In recent years the insurance and liability provisions of the JCT forms have caused some difficulty in interpretation. One question that has received attention is whether, in the event of a fire on site caused by the negligence of the contractor, the contractor will be liable to the employer for its losses.
The recent case of Scottish & Newcastle plc -v- G D Construction (St Albans) Ltd examined this question in the context of the JCT Intermediate form of contract. G D Construction were engaged by Scottish & Newcastle for the refurbishment of an existing public house called The Thatchers, in Reading.
Employees of one of G D's sub-contractors were in the process of applying a layer of bituminised felt to a piece of board fitted between the vertical wall of the brick building and the original thatched roof over the first floor kitchen at the public house. The roofer engaged in carrying out this work was using a blowtorch to heat the felt when he ignited a section of the straw thatch on the roof.
As might be imagined, the consequences were immediate and disastrous. The ensuing fire spread rapidly through the thatch and down into the building itself, causing extensive damage. The thatched roof over the entire premises was burnt, and much of it had to be destroyed or dragged off the roof by the fire fighters. The majority of the roof timbers were destroyed along with the manager's accommodation on the ground and first floors. The destruction was made complete by the collapse of water tanks above the new kitchen area.
The court was asked to clarify whether the contractor would benefit from the insurance policy taken out by Scottish and Newcastle under the terms of the contract to cover the 'specified perils' (which include fire) or whether the contractor would have to meet the losses incurred by Scottish and Newcastle.

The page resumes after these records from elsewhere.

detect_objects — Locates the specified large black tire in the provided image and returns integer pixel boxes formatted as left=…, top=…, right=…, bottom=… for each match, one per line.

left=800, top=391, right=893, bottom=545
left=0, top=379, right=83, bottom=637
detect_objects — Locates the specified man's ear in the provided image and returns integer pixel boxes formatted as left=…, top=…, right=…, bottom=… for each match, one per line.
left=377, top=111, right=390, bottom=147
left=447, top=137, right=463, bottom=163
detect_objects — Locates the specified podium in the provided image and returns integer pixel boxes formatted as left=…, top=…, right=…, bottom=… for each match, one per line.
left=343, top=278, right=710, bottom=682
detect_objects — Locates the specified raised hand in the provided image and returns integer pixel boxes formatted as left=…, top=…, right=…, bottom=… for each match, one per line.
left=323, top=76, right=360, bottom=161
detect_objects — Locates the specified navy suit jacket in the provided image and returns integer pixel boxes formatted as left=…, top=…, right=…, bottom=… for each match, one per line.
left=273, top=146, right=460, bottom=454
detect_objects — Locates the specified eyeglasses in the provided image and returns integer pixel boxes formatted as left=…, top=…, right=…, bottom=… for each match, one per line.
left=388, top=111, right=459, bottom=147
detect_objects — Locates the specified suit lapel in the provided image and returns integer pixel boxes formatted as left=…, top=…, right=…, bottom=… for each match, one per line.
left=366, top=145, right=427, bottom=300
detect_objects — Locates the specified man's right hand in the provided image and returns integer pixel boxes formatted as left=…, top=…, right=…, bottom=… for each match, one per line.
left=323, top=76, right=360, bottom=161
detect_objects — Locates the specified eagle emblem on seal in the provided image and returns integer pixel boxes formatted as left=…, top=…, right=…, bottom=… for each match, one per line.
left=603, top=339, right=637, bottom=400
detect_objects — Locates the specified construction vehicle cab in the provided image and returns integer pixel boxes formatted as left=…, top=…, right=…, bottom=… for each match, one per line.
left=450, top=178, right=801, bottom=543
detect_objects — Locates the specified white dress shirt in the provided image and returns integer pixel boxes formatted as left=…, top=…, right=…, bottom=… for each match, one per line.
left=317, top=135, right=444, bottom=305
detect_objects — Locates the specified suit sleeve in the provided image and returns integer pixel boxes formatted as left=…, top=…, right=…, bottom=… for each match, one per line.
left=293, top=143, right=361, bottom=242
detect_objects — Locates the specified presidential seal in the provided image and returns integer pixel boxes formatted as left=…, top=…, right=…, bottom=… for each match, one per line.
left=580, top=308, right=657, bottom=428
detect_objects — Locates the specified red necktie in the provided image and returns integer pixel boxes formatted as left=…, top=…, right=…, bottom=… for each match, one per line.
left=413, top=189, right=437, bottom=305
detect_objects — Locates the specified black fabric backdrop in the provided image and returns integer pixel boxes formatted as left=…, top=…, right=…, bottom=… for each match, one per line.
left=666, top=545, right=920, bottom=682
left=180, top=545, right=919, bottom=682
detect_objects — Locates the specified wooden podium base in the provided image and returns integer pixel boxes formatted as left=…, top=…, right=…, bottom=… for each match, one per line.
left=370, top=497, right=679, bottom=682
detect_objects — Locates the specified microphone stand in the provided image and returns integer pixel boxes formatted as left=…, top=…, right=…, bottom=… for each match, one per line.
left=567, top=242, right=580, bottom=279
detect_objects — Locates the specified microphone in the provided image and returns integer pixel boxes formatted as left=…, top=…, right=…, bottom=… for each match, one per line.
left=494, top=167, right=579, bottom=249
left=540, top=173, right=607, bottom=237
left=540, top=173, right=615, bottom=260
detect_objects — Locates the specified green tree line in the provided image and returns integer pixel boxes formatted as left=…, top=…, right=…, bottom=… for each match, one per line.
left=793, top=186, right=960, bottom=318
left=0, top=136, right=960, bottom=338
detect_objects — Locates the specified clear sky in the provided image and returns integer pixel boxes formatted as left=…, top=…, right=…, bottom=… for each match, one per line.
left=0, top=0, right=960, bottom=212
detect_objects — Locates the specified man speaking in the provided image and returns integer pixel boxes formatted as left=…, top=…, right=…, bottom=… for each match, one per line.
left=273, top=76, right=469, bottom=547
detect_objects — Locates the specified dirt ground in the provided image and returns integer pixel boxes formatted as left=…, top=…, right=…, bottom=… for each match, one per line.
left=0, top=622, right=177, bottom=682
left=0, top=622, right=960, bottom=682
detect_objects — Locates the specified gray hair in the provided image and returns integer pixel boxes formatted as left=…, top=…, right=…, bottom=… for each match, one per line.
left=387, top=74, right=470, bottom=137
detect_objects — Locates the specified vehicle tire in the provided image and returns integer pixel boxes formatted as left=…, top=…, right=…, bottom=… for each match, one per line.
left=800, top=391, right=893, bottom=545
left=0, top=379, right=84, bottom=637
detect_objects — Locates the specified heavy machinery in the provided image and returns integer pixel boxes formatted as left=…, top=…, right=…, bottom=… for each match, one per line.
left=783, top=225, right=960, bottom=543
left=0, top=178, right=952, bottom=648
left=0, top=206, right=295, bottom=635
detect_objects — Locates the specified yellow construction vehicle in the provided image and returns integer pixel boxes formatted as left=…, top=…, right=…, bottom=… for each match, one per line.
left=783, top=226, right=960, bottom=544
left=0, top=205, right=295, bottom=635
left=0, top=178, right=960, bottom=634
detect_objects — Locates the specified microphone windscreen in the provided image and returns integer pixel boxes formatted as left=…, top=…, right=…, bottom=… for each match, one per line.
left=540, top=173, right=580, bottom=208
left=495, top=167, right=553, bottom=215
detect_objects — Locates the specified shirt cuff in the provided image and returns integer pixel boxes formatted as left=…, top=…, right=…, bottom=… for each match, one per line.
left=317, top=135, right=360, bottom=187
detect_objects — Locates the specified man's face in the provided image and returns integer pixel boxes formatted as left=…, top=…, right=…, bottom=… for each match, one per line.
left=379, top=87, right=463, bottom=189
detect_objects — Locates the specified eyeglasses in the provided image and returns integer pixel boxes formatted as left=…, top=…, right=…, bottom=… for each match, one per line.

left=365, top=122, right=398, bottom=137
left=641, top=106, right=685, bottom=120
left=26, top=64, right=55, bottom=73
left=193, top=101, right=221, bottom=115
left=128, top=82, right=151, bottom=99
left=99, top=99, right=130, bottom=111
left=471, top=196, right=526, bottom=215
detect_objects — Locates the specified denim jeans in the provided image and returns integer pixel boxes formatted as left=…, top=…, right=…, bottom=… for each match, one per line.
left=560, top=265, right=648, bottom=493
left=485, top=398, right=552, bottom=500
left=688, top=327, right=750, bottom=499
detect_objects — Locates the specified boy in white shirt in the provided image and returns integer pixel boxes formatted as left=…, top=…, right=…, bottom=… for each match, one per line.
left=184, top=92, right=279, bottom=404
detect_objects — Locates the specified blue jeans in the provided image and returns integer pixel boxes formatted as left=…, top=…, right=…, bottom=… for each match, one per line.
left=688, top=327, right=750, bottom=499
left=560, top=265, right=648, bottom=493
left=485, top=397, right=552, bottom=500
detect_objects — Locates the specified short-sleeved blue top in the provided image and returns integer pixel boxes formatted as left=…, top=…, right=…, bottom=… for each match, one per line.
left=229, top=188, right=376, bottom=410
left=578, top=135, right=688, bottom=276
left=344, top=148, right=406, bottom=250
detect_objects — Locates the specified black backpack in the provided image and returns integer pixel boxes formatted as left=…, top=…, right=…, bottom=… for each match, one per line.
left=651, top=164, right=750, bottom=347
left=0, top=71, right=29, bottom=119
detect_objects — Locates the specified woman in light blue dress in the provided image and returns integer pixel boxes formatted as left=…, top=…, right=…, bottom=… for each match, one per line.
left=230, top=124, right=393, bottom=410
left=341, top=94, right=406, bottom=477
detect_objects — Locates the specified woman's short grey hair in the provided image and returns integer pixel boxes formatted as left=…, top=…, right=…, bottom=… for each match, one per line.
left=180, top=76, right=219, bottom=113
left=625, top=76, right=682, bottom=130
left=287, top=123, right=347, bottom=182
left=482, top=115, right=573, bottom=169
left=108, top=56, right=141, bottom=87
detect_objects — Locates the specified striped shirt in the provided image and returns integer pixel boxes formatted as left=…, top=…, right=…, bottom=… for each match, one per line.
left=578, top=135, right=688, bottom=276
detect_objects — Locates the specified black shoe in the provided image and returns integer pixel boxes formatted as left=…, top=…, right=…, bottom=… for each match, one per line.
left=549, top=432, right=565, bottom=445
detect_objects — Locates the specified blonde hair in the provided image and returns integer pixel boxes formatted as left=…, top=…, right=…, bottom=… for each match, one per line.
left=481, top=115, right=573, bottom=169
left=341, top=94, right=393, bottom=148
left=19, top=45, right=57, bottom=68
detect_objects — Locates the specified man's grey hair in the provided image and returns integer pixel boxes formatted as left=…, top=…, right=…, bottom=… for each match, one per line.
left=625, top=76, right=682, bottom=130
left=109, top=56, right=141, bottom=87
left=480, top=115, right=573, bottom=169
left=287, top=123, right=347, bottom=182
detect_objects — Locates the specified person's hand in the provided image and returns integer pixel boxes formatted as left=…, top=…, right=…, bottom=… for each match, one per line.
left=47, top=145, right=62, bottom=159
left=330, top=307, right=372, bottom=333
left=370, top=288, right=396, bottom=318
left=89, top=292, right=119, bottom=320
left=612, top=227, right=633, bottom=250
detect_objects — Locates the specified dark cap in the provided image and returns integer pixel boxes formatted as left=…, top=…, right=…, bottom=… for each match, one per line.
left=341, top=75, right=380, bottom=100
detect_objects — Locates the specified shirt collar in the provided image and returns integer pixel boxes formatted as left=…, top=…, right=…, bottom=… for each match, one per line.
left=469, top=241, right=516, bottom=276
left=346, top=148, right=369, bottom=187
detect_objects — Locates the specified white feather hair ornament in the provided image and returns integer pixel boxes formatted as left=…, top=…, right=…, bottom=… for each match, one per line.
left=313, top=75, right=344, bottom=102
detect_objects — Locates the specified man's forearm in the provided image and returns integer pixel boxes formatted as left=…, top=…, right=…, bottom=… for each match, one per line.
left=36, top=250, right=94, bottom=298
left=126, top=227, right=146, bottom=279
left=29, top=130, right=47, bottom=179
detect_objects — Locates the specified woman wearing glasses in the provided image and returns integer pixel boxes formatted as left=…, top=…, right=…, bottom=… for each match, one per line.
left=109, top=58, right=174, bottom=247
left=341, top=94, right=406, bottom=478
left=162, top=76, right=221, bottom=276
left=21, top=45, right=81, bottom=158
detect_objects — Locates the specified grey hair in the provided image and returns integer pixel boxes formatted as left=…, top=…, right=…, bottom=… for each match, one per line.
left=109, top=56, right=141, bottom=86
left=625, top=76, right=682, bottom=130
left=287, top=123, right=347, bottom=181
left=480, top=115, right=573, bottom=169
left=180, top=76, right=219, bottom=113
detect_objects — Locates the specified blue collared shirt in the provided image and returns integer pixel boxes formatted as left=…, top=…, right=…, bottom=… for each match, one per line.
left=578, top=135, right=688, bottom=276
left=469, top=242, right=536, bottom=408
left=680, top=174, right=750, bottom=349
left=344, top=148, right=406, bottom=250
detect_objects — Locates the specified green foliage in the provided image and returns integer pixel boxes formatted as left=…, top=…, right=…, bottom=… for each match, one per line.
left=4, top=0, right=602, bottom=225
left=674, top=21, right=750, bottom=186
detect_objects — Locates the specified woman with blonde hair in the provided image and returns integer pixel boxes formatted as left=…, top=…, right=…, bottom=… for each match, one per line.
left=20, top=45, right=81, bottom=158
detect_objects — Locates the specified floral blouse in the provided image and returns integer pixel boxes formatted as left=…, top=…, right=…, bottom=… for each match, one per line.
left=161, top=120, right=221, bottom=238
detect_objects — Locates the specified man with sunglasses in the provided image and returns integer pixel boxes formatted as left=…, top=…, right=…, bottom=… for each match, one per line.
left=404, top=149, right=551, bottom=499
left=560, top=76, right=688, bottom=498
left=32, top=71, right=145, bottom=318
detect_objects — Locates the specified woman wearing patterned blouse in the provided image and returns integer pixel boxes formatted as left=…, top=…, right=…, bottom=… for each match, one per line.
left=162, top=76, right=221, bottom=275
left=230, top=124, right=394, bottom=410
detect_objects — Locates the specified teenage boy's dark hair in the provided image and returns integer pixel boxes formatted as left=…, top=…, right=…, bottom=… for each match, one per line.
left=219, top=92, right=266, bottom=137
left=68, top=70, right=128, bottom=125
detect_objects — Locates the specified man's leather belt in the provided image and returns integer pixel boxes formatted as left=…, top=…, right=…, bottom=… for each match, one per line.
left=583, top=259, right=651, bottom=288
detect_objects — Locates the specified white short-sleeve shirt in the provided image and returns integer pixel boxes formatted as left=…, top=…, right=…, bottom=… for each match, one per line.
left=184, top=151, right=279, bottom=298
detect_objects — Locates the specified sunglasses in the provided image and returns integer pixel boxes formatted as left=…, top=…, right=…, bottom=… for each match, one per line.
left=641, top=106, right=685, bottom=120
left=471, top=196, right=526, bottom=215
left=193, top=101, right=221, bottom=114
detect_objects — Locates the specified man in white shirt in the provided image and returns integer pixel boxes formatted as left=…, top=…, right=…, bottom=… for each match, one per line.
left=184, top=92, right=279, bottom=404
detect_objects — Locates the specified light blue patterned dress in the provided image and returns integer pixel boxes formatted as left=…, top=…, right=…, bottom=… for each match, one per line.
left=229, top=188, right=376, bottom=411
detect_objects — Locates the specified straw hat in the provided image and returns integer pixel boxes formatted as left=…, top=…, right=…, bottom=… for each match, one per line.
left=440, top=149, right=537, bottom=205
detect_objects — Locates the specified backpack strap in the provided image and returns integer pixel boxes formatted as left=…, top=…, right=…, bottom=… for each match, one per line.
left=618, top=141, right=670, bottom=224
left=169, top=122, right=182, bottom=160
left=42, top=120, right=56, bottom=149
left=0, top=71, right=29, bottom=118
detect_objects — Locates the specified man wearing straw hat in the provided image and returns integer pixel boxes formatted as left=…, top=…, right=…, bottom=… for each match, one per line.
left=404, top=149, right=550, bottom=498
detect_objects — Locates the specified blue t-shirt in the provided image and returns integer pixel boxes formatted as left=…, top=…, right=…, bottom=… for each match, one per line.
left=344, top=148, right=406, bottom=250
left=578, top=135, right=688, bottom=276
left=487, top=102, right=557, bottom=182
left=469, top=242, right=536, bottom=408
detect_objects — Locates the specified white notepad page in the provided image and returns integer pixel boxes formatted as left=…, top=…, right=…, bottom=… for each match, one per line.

In December 1998, the House of Lords considered a similar question under the JCT 80 contract in the case of BT -v- James Thomson & Sons.
Clause 22C of the JCT 80 Form required the employer to take out, in the joint names of itself and the contractor, an insurance policy in respect of the existing structures of the building, for the full cost of re-instatement, loss or damage due to one or more of the "specified perils". The specified perils were defined to mean fire, lightning, explosion, storm, tempest, flood and other such matters, generally assumed within the insurance industry to be matters which result from acts of God.
The main contractor would therefore assume that they did not require to insure the existing structures against the risk of fire, since they would benefit from the cover provided by the joint names policy taken out by the employer.
The House of Lords held that whilst the main contractor and its nominated subcontractors might be entitled to such protection under JCT 80, such an arrangement would not necessarily operate for the benefit of a domestic sub-contractor. It was concluded that a domestic sub-contractor who had negligently started a fire which caused extensive damage to a building, would be held to be in breach of a duty of care owed towards the employer.
In February 1998, the Court once again looked at these provisions under the JCT 80 form in the case of Kruger Tissue (Industrial) -v- Frank Galliers. The case again confirmed that a main contractor who negligently causes a fire may avoid liability for the cost of reinstatement works on the basis that such costs are covered under the insurance provisions. The case however confirmed the important point that this contractual scheme of protection for the main contractor did not extend to claims for consequential loss or loss of profit or business interruption claims.
Just to make matters slightly more complicated, the JCT Minor Works Form deals with these matters in a slightly different manner. This was examined by the Court of Appeal in the 1997 case of London borough of Barking and Dagenham -v- Stamford Asphalt Company. Under this contract, it was held that a fire caused by the negligence of the contractor or one of its sub-contractors would not be caught within the definition of the 'specified perils'.
The surprising result was that though the employer was obliged to insure the works from damage caused by the specified perils (including 'fire') in the joint names of the employer and contractor, such an insurance did not extend to cover the consequence of a fire caused by the negligence of the contractor or sub-contractor. A contractor engaged under the Minor Works form will therefore be obliged to pay the full cost of reinstatement, without any opportunity to claim under the insurance policy taken out by the employer.
Returning to the present case, under clause 6.1.2 of the IFC 84 form the contractor is held to be liable for and to indemnify the employer against any expense, liability and loss arising out of or in the course of carrying out the works. This liability and indemnity expressly excludes loss or damage caused by the 'specified perils' where the employer is required to take out relevant insurance.
His Honour Judge Seymour QC recalled the principle that it was "inherently improbable that one party to a contract should intend to absolve the other party from the consequences of the latter's own negligence". Nevertheless, he recognised that it would be a short step to conclude that the parties had intended to exclude liability for negligence if one of them had agreed to obtain insurance which would provide cover in respect of loss caused by such negligence.
However, following the Stamford Asphalt case, Judge Seymour concluded that the fire caused by the contractor's negligence was not a 'specified peril', and not within the exclusion contained in Clause 6.1.2.
In conclusion, G D Construction were held to be liable to Scottish & Newcastle for the cost of reinstatement of damage to the existing structure of the public house and to business interruption, resulting from a fire caused by its sub-contractor's negligence.